Rights. What rights?
When the bourgeoisie (capitalist class) was struggling with the feudal nobility, it was anxious to secure its ‘rights’ – the ‘rights’ of the towns – the rising factor all through the Middle Ages – against barons and king, who controlled the state.
Rights were in the hands of the feudal state to bestow on its subjects. The word implies acceptance of one’s subordination to another, of whom you demand rights – the right to do something, express an idea, and so on. Rights are bestowed or withheld. Where there are no classes, no rulers and ruled, rights are an absurdity. They cease to be.
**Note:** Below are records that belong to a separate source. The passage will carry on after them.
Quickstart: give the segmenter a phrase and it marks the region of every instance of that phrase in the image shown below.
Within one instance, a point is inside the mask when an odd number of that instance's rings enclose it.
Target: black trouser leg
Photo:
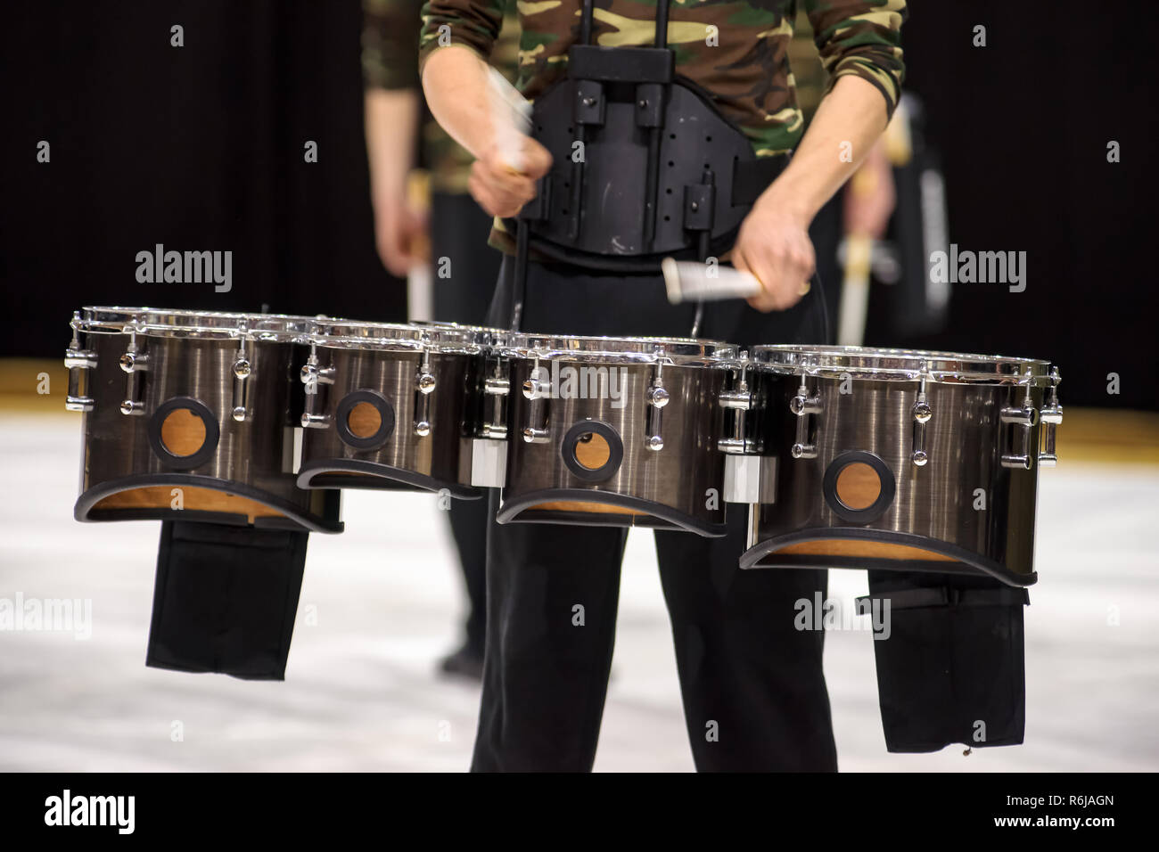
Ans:
[[[308,538],[163,522],[145,664],[285,679]]]
[[[487,639],[487,525],[493,510],[484,496],[482,500],[452,500],[447,514],[467,588],[467,649],[482,657]]]
[[[742,507],[729,534],[657,532],[692,755],[700,771],[836,771],[822,671],[824,631],[794,627],[824,570],[741,570]]]
[[[431,198],[431,262],[435,319],[482,326],[487,321],[503,255],[487,245],[491,217],[466,194]],[[444,261],[444,258],[446,258]],[[442,272],[449,272],[442,277]],[[487,625],[487,498],[451,503],[451,534],[467,590],[467,650],[483,654]]]
[[[505,322],[512,278],[504,265],[491,322]],[[592,275],[530,264],[524,328],[539,333],[684,335],[692,306],[673,307],[657,276]],[[792,342],[819,334],[806,299],[760,315],[741,303],[712,305],[706,334]],[[752,336],[734,334],[741,326]],[[809,330],[803,330],[809,329]],[[678,449],[673,449],[678,451]],[[668,450],[665,449],[665,452]],[[497,505],[495,507],[497,509]],[[793,631],[793,603],[824,590],[824,574],[753,571],[744,540],[657,536],[663,583],[693,752],[701,769],[834,769],[823,636]],[[493,524],[488,539],[488,636],[476,770],[589,770],[607,691],[619,563],[626,531]],[[573,625],[577,604],[585,625]],[[777,616],[787,610],[783,621]],[[705,724],[720,740],[710,750]],[[728,737],[728,742],[726,742]]]
[[[491,525],[472,771],[591,770],[626,540],[618,527]]]

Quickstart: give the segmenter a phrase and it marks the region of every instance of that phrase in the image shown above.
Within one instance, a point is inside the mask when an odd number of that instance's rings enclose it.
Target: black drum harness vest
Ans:
[[[666,256],[704,261],[731,248],[788,161],[758,158],[713,95],[676,75],[669,3],[657,3],[654,46],[600,48],[590,43],[593,0],[583,0],[567,75],[534,102],[531,134],[553,165],[515,221],[513,329],[530,249],[621,274],[658,272]]]

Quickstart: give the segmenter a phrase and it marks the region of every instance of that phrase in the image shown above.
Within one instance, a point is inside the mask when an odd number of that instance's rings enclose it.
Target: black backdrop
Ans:
[[[1152,5],[911,6],[907,86],[946,166],[949,239],[1027,252],[1027,290],[963,284],[945,333],[868,342],[1050,358],[1064,402],[1156,408]],[[402,318],[373,250],[359,21],[358,0],[7,0],[0,355],[60,355],[82,304]],[[139,284],[158,242],[233,250],[232,292]]]

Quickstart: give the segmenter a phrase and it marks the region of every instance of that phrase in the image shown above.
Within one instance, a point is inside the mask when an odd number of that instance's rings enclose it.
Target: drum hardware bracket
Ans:
[[[545,384],[541,379],[542,372],[540,372],[539,356],[535,356],[534,365],[531,370],[531,378],[523,383],[523,395],[530,401],[527,406],[527,425],[523,430],[523,439],[527,444],[546,444],[551,440],[551,430],[547,428],[547,412],[544,412],[542,425],[535,425],[535,415],[539,409],[546,408],[547,403],[541,403],[540,400],[547,399],[549,396],[549,384]]]
[[[494,372],[483,379],[483,395],[491,399],[491,416],[489,420],[483,418],[483,424],[480,429],[482,438],[506,440],[505,400],[510,393],[511,379],[504,374],[503,359],[496,358]],[[505,456],[506,450],[504,450]],[[474,473],[472,473],[472,478],[474,478]]]
[[[1027,379],[1022,406],[1020,408],[1007,406],[998,415],[1003,423],[1014,427],[1012,445],[1007,445],[1012,452],[1003,452],[1001,465],[1025,471],[1034,466],[1034,456],[1030,453],[1030,429],[1038,422],[1038,413],[1030,401],[1029,377]]]
[[[137,399],[143,389],[143,380],[137,377],[148,371],[148,355],[145,352],[144,344],[138,345],[136,329],[129,332],[129,349],[121,356],[121,369],[129,373],[125,401],[121,403],[121,413],[125,415],[145,414],[145,403]]]
[[[233,418],[238,423],[246,420],[247,394],[249,386],[247,379],[253,374],[253,356],[249,347],[250,340],[245,321],[238,323],[238,351],[233,362]]]
[[[92,412],[93,398],[88,395],[88,372],[96,366],[96,352],[80,348],[80,311],[73,312],[73,338],[65,352],[65,366],[68,367],[68,395],[65,398],[65,409],[68,412]]]
[[[423,336],[423,359],[415,376],[415,435],[425,438],[431,434],[430,395],[435,389],[435,374],[431,372],[430,338]]]
[[[664,436],[661,434],[664,406],[669,402],[669,393],[664,387],[664,362],[661,361],[663,351],[656,350],[656,369],[653,371],[651,380],[648,383],[648,414],[644,427],[644,447],[653,452],[664,449]]]
[[[330,424],[329,415],[319,413],[319,385],[334,384],[334,367],[319,366],[318,344],[309,344],[309,357],[301,367],[301,384],[306,386],[306,409],[301,413],[304,429],[326,429]]]
[[[739,380],[735,389],[721,391],[716,396],[716,403],[726,412],[732,412],[732,435],[720,438],[716,449],[730,456],[743,456],[750,452],[760,452],[761,447],[745,437],[745,413],[752,409],[752,391],[749,387],[749,354],[741,352],[741,361],[736,366],[729,367],[729,373],[736,377],[739,371]],[[728,467],[726,467],[726,478]],[[732,503],[748,501],[729,501]]]
[[[1054,467],[1058,464],[1058,454],[1055,451],[1055,431],[1063,422],[1063,407],[1058,405],[1058,385],[1063,377],[1058,374],[1058,367],[1050,369],[1050,389],[1047,392],[1047,405],[1038,413],[1042,418],[1042,434],[1045,447],[1038,452],[1040,467]]]
[[[471,485],[503,488],[506,485],[506,440],[475,438],[471,442]]]
[[[812,415],[821,414],[821,393],[809,394],[809,385],[804,372],[801,373],[801,386],[796,396],[789,400],[789,410],[797,416],[796,440],[789,450],[794,459],[817,458],[816,428],[810,420]]]
[[[913,415],[913,452],[910,453],[910,460],[917,467],[925,467],[926,463],[930,461],[930,453],[926,451],[926,424],[933,416],[934,409],[930,407],[926,395],[926,380],[928,378],[930,369],[923,364],[921,374],[918,378],[918,398],[913,402],[913,408],[910,409],[910,414]]]

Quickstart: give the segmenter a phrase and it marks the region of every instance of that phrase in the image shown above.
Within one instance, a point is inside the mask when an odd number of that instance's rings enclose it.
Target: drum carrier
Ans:
[[[532,137],[553,158],[516,223],[518,329],[530,249],[613,272],[658,272],[665,256],[706,260],[731,247],[741,221],[788,161],[758,158],[713,95],[676,74],[669,2],[654,45],[591,44],[592,0],[567,75],[535,99]],[[693,335],[694,336],[694,335]]]

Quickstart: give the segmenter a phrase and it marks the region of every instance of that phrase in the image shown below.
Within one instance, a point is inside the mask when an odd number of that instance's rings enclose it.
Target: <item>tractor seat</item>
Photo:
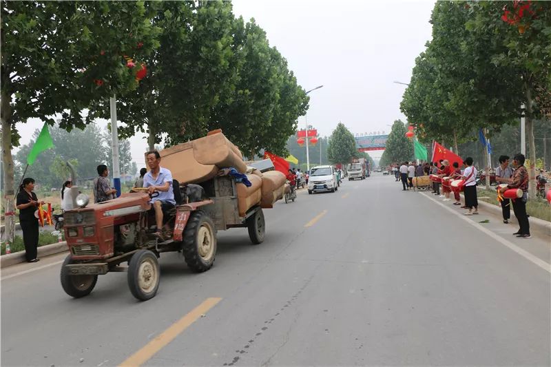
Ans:
[[[178,182],[178,180],[172,180],[172,191],[174,193],[174,201],[176,202],[176,205],[181,205],[184,201],[184,198],[182,197],[180,182]]]

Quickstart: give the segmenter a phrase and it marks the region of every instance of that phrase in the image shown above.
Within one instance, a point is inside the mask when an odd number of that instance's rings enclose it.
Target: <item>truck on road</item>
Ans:
[[[346,167],[349,181],[360,178],[364,180],[366,176],[366,159],[363,158],[353,158]]]

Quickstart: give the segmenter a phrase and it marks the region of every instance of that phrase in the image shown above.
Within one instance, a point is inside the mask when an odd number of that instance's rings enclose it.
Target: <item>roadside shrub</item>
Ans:
[[[44,246],[45,244],[50,244],[52,243],[57,243],[57,236],[54,235],[52,233],[48,232],[41,232],[40,235],[39,235],[39,247],[41,246]],[[12,244],[11,248],[10,249],[12,251],[12,253],[19,252],[19,251],[25,251],[25,244],[23,242],[23,238],[19,235],[16,235],[14,238],[13,243]],[[6,243],[2,243],[1,249],[0,249],[0,253],[1,255],[6,255]]]

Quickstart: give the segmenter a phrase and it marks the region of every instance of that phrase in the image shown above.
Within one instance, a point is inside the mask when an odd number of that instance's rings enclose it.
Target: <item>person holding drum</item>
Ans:
[[[452,173],[452,181],[453,180],[460,180],[463,175],[461,173],[461,169],[459,168],[459,164],[457,162],[454,162],[453,165],[453,172]],[[455,202],[453,203],[454,205],[461,205],[461,196],[459,196],[459,191],[453,191],[453,198],[455,199]]]
[[[472,165],[472,158],[467,157],[465,164],[467,168],[463,171],[463,178],[465,180],[463,192],[465,195],[465,207],[469,209],[466,216],[478,214],[478,198],[477,198],[477,169]],[[475,211],[472,211],[475,208]]]
[[[439,175],[442,178],[442,191],[444,196],[444,198],[442,201],[450,201],[451,200],[450,198],[450,194],[452,192],[451,188],[450,187],[450,178],[453,171],[450,165],[450,161],[447,159],[444,160],[442,164],[444,165],[444,169],[442,169],[441,174]]]
[[[503,193],[509,189],[522,190],[522,197],[512,200],[512,210],[520,227],[513,235],[519,238],[530,238],[532,236],[530,235],[530,222],[526,213],[526,202],[528,201],[528,171],[524,167],[524,155],[522,154],[519,153],[514,156],[512,158],[514,171],[511,180],[506,187],[500,188],[499,191]]]
[[[507,156],[501,156],[499,159],[499,165],[495,169],[495,180],[498,183],[506,186],[506,184],[511,182],[511,177],[512,176],[512,169],[509,167],[509,157]],[[499,185],[499,188],[503,186]],[[511,218],[511,200],[506,198],[503,198],[501,200],[501,213],[503,216],[503,223],[506,224],[509,222],[509,219]]]

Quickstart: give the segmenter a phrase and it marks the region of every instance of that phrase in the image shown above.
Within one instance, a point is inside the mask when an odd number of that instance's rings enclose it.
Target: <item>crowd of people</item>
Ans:
[[[496,181],[501,184],[498,187],[500,193],[501,206],[504,224],[508,224],[510,219],[510,208],[512,207],[514,216],[519,222],[519,230],[513,235],[518,238],[530,238],[530,223],[526,213],[526,202],[528,201],[528,171],[524,166],[525,157],[521,154],[516,154],[510,165],[510,158],[507,156],[499,157],[499,166],[496,169]],[[402,190],[408,191],[413,188],[415,177],[434,175],[439,178],[440,182],[432,181],[433,193],[442,199],[442,201],[451,201],[453,193],[453,205],[460,206],[466,209],[466,216],[478,215],[478,197],[477,195],[477,182],[479,175],[478,170],[473,165],[473,159],[468,157],[463,162],[454,162],[452,164],[447,160],[439,162],[404,162],[401,164],[391,165],[389,171],[392,172],[395,180],[402,181]],[[441,180],[444,177],[449,178]],[[453,180],[461,180],[464,204],[461,205],[460,190],[452,190],[450,183]],[[508,189],[516,189],[522,191],[522,197],[517,199],[503,198],[501,195]]]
When the bourgeoisie stopped requesting its ‘rights’ and, instead, overthrew the nobility (namely in the French Revolution), it kept the language of Rights, and enshrined it in the bourgeois constitution. Now the bourgeoisie grants rights to, or withholds them from, its subject class, the working class.
Everyone thus today clamours about their ‘rights’ – the right to be a wage-slave, the rights of women, the rights of animals, the rights of minorities, ethnic or sexual. Like ‘freedom’, ‘rights’ is bourgeois language. We petition and plead with our masters for our “rights.”
No more rights! No more capitalist system! Abolish class by abolishing the wages system! Let’s get up off our knees and stop begging for treats.